The treadmill trainings were designed to mimic the endurance training humans might undertake during ongoing MoTrPAC clinical research studies. The rats ran on their treadmills five mornings a week, for 40 minutes to an hour. After each workout, they were replenished with food, drink and rest.

Overall, 35,439 biological features were shown to change after exercise training and those represented changes in proteins, genes and metabolites across all tissues and timepoints. Simply put, all tissues and organs responded to exercise training in male and female rats and these changes were found across many different molecular markers.

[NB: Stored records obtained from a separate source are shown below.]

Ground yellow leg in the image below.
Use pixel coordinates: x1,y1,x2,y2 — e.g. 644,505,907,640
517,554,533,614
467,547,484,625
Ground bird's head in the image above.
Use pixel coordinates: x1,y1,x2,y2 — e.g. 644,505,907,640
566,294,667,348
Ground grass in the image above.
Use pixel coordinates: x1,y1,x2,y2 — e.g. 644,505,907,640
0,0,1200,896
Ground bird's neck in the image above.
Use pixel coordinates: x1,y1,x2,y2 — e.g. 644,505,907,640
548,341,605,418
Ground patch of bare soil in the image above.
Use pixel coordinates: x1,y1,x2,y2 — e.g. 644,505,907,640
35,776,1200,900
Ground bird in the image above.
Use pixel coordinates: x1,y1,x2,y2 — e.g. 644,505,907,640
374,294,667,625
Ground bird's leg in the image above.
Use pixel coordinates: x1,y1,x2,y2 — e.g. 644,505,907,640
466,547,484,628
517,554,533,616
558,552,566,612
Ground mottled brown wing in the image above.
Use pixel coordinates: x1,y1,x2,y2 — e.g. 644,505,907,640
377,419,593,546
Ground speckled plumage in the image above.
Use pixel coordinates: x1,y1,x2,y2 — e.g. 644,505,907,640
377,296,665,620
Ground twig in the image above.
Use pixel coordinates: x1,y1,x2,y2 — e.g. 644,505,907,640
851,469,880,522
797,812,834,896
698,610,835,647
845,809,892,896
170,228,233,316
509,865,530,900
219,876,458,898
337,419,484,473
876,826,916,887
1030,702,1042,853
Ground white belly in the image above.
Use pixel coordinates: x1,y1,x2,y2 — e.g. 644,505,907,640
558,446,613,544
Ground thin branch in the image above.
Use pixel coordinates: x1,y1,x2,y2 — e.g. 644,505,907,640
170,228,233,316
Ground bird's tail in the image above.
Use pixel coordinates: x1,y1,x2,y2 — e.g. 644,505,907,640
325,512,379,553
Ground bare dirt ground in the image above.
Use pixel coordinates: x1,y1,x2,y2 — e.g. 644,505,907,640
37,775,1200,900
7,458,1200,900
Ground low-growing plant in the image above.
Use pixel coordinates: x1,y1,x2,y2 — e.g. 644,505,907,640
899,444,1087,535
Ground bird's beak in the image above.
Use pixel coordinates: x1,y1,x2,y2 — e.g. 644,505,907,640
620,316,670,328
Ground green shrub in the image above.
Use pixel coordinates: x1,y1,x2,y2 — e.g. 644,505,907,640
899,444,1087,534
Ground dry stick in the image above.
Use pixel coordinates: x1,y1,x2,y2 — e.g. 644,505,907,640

The scientists also found changes that might apply to human disease, including significant molecular adaptations in the small intestines and colons of the male and female rats following the eight- week training that suggest exercise benefits for irritable bowel syndrome and gut inflammation. They also discovered that about half the mitochondrial genes in the adrenal glands underwent changes in expression in response to endurance training. And the work highlighted sex-specific differences in response to exercise training, such as the female adrenal glands showing opposite changes in hormonal pathways compared with males.

The NIH collaboration is ongoing, with human trials to study exercise’s health benefits. For now, the work of UF Health researchers and other contributors can be found in the public MoTrPAC data repository to enable further discoveries.

“Exercise is an incredibly potent physiological stimulus for human health,” Esser said. “There’s a great need to understand its potential for health maintenance and disease prevention for both intervention studies but also to support future drug design and therapeutics.”